The school’s current Dean Mary E. Kerr called the Shaughnessy gift “a game-changer” for a school already founded on the idea of “nurse leader.” It is among the largest single gifts in the school’s history.
“The voice of a true nurse leader is even more vital in today’s fast-paced, high-priced, dynamic health care environment,” Kerr said. “It is a complicated system with many moving parts, many different types of health care delivery systems and many different kinds of technology—combined with a change in lifestyle expectation for those living with illness.”
Five-point plan for academy
Fitzpatrick detailed a five-point plan for the academy, saying that the core value of dynamic leadership would be “embedded into all of the academic programs” at the school. The plan includes:
- Leadership development for current staff and faculty;
- Administrative and executive leadership education for doctoral students;
- Continuing education in executive leadership for practicing nurses at the school, regionally, nationally and globally;
- Research and scholarship on the science of nurse leadership;
- Recruitment of new leadership faculty, including the use of a visiting executive-in-residence model.
Marian and Michael Shaughnessy are residents of Gates Mills, Ohio. Marian Shaughnessy received her master’s and doctorate in nursing from Case Western Reserve. She has held positions as a practitioner, educator and administrator in critical care and perioperative nursing care. As a traveling nurse, she worked with indigenous populations in Colorado and Alaska as well as in a number of acute care settings in the Cleveland area. She currently serves as on the board of directors of University Hospitals Cleveland Medical Center and the board of trustees for the American Nurse Foundation.

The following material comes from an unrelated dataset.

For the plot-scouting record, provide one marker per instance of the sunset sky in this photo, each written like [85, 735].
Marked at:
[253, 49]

Michael Shaughnessy is the founder and former president of Color Matrix, and trustee or board member for Notre Dame College, the Western Reserve Land Conservancy, the Catholic Diocese of Cleveland and additional advisory boards.

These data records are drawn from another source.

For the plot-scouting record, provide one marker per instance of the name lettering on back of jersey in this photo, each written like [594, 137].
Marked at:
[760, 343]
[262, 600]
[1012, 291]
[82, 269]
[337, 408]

The two previously donated $1.25 million to establish an endowed chair for nursing education in order to create professional nursing development programs at University Hospitals of Cleveland.

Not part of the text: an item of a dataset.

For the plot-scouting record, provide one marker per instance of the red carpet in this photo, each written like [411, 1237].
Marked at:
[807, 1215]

“My husband, Michael, and I believe in giving back, especially when it comes to nursing and the profession’s impact on patient outcomes and experience,” Marian Shaughnessy said. “With every experience, you may learn a lot in your career, as I did, but we firmly believe that it’s best to be focused when becoming a leader.”
The leadership gap
Nurses constitute the largest segment of the health care workforce, 3.6 million, representing about 30 percent of health professionals nationally. But nurses are not typically part of the decision-making—holding only about 5 percent of board seats at health care institutions, according to the 2014 American Hospital Association governance data. Yet, according to the 2017 Gallup Poll, nursing is the most trusted profession in the U.S. for the 16th year in a row.
The Frances Payne Bolton School of Nursing at Case Western Reserve has already been focused on developing highly educated nursing leaders with the creation of the nation’s first doctorate in nursing practice (DNP) in 1979. The DNP is now the national standard as a terminal degree for nurses in clinical practice.
“The Marian K. Shaughnessy Nurse Leadership Academy will continue the Frances Payne Bolton School of Nursing’s legacy of excellence and innovation for years to come,” said Kerr.